All of which makes Sunday's event at Watkins Glen (N.Y.) International a critical race for the 41-year-old Gordon. Of all the remaining tracks left in the regular season, the Glen, a 2.45-mile winding road course with seven turns, is where Gordon should have the biggest advantage over Newman. Gordon has long been considered one of the top-road course racers on the circuit, and the numbers back that up. In 39 career starts at Watkins Glen and Sonoma (the other road course on the schedule), Gordon has nine victories and 18 top-fives. Newman, meanwhile, has never reached Victory Lane at either track in 21 career starts and has only three top-five runs. So, on paper, Gordon would appear to have a wonderful opportunity at the Glen to put some distance between himself and Newman.
Gordon is the first to admit that he got lucky to win the rain-shortened Pocono 400 last Sunday. On what turned out to be the final restart of the race, the top-four cars wrecked and, in a blink of the eye, Gordon sling-shotted from fifth to first. Yet Gordon has had a consistently fast car this season, and he's been saying for months that he could be championship contender if a little racing luck went his way.
Now it is. And I look for Gordon to capture his second consecutive checkered flag on Sunday. Gordon hasn't exactly dusted the field lately at the Glen, but earlier this summer at Sonoma he qualified second and finished sixth, which shows that he still knows how to get around road courses. The race at the Glen is typically one of the best of the season because if a driver has a good car and enough skill, he can start dead last and still win.
As was the case at Pocono, look for this race to come down to the final restart. And look for Gordon to once again emerge victorious -- which, in turn, would essentially cement his spot in the Chase.
Here are four other drivers to watch on Sunday:
As I noted in my column on Sunday night, Johnson appears to have a aerodynamic advantage over the rest of the field that centers on the unique angle of his rear bumper, which is more pitched than usual. He's led the most laps in each of the last two races; at both Indy and Pocono he clearly could motor through the turns faster than any other driver.

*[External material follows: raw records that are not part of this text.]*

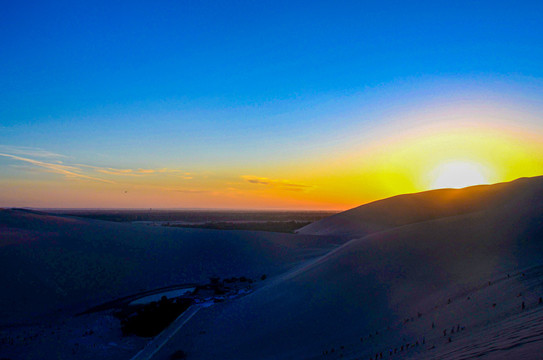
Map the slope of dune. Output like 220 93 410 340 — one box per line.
2 176 543 360
297 176 543 239
0 209 341 326
150 176 543 360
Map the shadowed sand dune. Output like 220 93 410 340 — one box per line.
151 176 543 359
0 209 341 326
1 176 543 359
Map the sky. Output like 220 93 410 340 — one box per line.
1 0 543 210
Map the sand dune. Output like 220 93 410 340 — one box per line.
150 176 543 359
297 176 543 238
1 176 543 359
0 209 340 326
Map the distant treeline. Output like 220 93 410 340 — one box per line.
165 221 313 233
48 209 337 224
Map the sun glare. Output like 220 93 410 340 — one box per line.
430 161 490 189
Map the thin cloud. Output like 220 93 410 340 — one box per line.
76 165 160 176
99 168 157 175
245 177 271 185
242 175 313 192
157 168 192 176
0 145 67 159
173 189 209 194
0 153 114 184
77 164 191 177
0 146 194 186
97 168 141 176
154 185 210 193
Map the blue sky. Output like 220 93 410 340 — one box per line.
2 0 542 121
1 1 543 208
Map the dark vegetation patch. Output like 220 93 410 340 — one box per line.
111 276 261 338
78 284 198 316
165 221 311 233
47 209 337 224
116 297 193 337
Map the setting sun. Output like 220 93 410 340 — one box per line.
430 161 490 189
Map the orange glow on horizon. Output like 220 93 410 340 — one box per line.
1 110 542 210
279 118 543 209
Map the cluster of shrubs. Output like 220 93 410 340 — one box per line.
166 220 311 233
194 277 228 295
119 297 193 337
223 276 253 284
195 275 265 296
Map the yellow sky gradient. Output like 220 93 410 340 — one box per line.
1 104 543 210
303 125 541 208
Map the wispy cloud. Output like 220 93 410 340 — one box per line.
173 189 209 194
0 153 114 184
242 175 313 192
76 165 192 178
0 146 195 188
97 168 154 176
150 184 210 193
157 169 193 179
0 145 67 159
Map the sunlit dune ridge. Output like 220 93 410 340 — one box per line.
298 175 543 238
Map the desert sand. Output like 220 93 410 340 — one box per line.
1 176 543 359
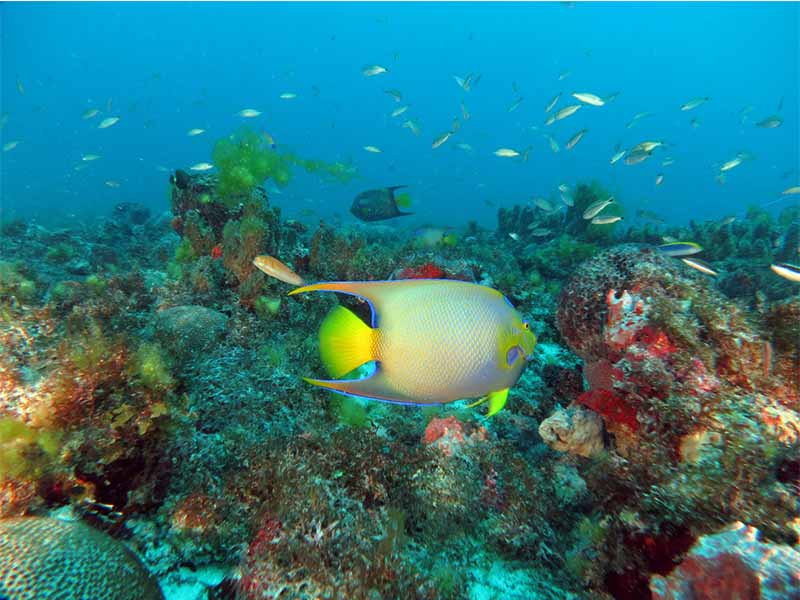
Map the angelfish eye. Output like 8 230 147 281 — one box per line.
523 322 530 330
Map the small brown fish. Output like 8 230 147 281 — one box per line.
253 255 305 286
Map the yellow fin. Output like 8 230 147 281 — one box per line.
319 305 376 378
486 388 510 417
466 396 489 409
395 192 412 208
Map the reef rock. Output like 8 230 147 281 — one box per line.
538 405 604 458
154 305 228 356
649 521 800 600
550 244 799 560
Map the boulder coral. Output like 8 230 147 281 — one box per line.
0 516 164 600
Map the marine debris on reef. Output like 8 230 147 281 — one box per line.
0 161 798 600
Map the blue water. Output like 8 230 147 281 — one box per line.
2 2 798 229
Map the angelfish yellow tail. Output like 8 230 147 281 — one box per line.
318 305 377 378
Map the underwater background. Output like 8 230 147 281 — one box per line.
1 2 799 600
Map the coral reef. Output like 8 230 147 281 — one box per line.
546 244 799 596
1 166 798 600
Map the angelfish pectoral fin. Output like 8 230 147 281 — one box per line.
467 388 510 417
486 388 510 417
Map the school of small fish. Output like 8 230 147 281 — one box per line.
5 19 794 293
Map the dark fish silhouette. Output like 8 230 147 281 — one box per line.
350 186 412 222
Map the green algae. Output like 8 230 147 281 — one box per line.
131 342 174 389
331 395 370 428
0 418 61 480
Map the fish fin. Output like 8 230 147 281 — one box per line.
318 306 376 378
486 388 510 417
396 210 414 217
394 191 413 208
302 370 430 406
387 185 408 193
465 388 510 416
466 396 489 409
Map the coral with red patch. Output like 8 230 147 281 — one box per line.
210 244 223 259
576 388 638 431
422 416 487 457
237 515 284 597
397 262 447 280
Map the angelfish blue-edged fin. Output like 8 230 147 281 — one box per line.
467 388 510 417
302 370 438 407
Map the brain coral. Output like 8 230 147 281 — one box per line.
0 517 163 600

Will this advantage carry over to a road course? That remains to be seen, but Johnson's crew chief Chad Knaus certainly has been tinkering with something at Hendrick Motorsports for the last few weeks that he'll try this weekend. And over the last few years, Johnson has become a vastly improved road course racer. He won at Sonoma in 2010 and he came in 10th at the Glen last season. Expect him to do better than that on Sunday.
No driver can match the statistics that Stewart has put up at Watkins Glen. Since his rookie season of 1999, Stewart has five wins at the road course (the most of any driver over that span) and he has only three finishes of seventh or worse. In his career his average starting position at the Glen is 6.2 and finishing spot is 7.1.

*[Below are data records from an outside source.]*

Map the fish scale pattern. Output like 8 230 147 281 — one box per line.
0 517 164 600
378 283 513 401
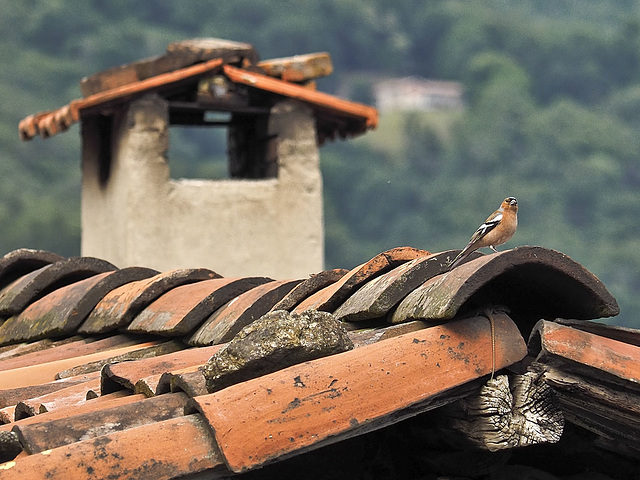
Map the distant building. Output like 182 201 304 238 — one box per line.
373 76 464 113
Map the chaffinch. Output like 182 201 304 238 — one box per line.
449 197 518 270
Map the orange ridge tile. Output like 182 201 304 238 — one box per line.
223 64 378 130
294 247 429 313
392 246 620 325
19 58 225 141
79 268 220 334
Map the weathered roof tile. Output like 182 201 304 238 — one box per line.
188 279 303 346
14 392 190 454
79 268 219 334
0 335 145 372
0 257 117 319
334 250 479 323
0 249 64 291
531 320 640 384
0 267 157 344
392 246 619 325
157 366 209 397
294 246 430 313
0 391 144 430
100 344 221 395
127 276 271 336
0 339 160 390
0 373 98 412
14 375 101 419
0 414 224 480
270 268 349 312
55 340 184 380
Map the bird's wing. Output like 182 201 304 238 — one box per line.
467 212 502 245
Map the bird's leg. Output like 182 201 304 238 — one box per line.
489 246 498 253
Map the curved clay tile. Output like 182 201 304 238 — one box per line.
333 250 482 323
127 277 271 336
0 257 118 318
270 268 349 312
188 279 303 346
0 267 158 345
391 246 620 326
293 247 430 313
78 268 220 334
0 249 64 291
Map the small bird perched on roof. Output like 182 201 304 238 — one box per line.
448 197 518 270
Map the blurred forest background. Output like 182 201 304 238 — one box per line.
2 0 640 326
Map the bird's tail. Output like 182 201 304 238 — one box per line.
448 247 470 271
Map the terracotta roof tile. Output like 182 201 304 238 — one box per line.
0 391 144 430
127 276 271 336
0 335 145 372
294 246 430 313
334 250 479 323
0 373 98 412
156 366 209 397
269 268 349 312
0 336 85 362
0 268 157 344
532 320 640 384
100 345 221 395
0 257 117 320
554 317 640 347
14 392 190 454
392 246 620 325
79 268 219 334
0 414 223 480
14 376 101 419
0 249 64 291
0 340 160 390
56 340 184 380
192 312 526 473
188 279 303 346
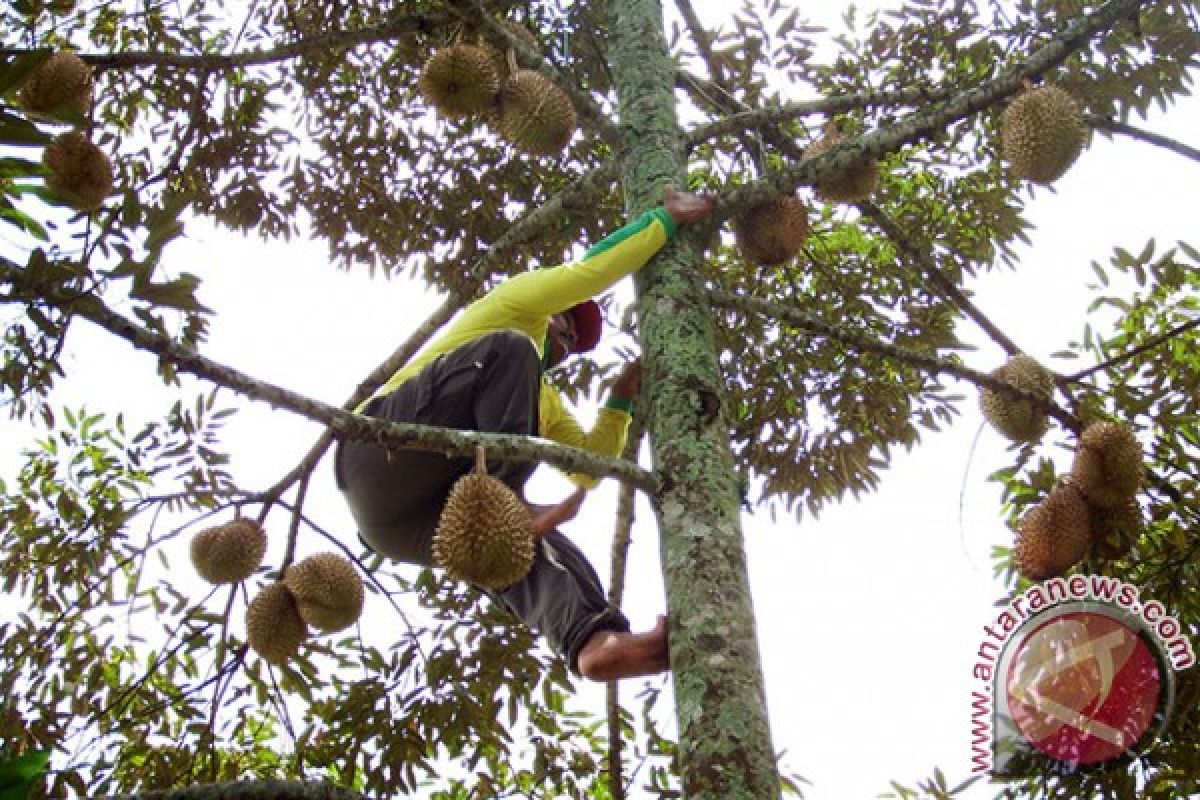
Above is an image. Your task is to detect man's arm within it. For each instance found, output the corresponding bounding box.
[493,186,714,319]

On Sunday Stewart will be piloting the same car that he drove earlier this summer at Sonoma. In that race Stewart started 24th, aggressively drove his way through the field and finished second. So he should have a car that's capable of reaching Victory Lane. If he accomplishes that, Stewart would pass Jimmie Johnson and Brad Keselowski (each of whom have three wins this season) for most victories in 2012 (four).
This has been a fairly forgettable season for Ambrose. He's currently 18th in the standings, has virtually zero chance to qualify for the Chase, and has led only 47 total laps through 21 races.

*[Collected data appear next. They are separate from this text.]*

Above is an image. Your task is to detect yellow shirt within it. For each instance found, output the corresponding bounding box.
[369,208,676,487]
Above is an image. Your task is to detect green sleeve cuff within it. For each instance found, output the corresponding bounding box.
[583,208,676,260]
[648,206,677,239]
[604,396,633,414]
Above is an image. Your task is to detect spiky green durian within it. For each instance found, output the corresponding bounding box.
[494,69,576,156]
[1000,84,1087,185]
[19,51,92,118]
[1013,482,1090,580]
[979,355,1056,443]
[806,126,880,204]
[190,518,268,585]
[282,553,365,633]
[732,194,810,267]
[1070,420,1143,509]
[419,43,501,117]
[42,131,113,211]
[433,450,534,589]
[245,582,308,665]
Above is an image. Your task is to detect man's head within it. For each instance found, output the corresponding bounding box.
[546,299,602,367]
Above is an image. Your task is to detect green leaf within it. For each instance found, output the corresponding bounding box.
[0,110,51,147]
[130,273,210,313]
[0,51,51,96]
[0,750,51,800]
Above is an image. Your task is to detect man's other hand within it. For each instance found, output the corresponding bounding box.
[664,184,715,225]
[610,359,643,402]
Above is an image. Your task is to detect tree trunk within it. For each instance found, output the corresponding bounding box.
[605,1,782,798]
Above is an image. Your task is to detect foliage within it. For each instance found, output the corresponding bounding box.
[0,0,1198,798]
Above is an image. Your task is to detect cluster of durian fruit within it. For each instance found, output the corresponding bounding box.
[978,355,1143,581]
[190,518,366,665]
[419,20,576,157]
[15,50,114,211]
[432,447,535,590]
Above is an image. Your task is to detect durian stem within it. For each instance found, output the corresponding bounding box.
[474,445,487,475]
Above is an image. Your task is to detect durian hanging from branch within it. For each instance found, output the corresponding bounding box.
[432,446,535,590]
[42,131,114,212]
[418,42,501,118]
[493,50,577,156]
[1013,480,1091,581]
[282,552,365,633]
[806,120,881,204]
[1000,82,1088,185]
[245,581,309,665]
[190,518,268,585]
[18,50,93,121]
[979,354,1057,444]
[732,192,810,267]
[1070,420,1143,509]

But he should contend on Sunday. Why? Because Ambrose, who drives for Richard Petty Motorsports, is a road course specialist. He grew up racing at these venues in Australia and he won this race last year. In fact, in four career starts at the Glen, he's never finished worse than third. Barring a mechanical failure or getting caught up in a wreck, he should be running with the leaders as the laps wind down on Sunday.
After crashing at Pocono last Sunday, Busch's season is now officially on the brink. He's fallen to 15th in the standings and in his last nine starts he has five finishes of 24th or worse.
But Busch, who has one win in 2012, could be a factor in the wild-card hunt if he can reach Victory Lane one more time in the regular season. And the Glen is one of better tracks on the circuit. In his last six starts at the road course he has six top 10s, including a victory here in 2008. Busch understands the stakes of this race, so expect him to be very aggressive and try to muscle his way to the front (i.e., push cars out of the way) from the very start of the race.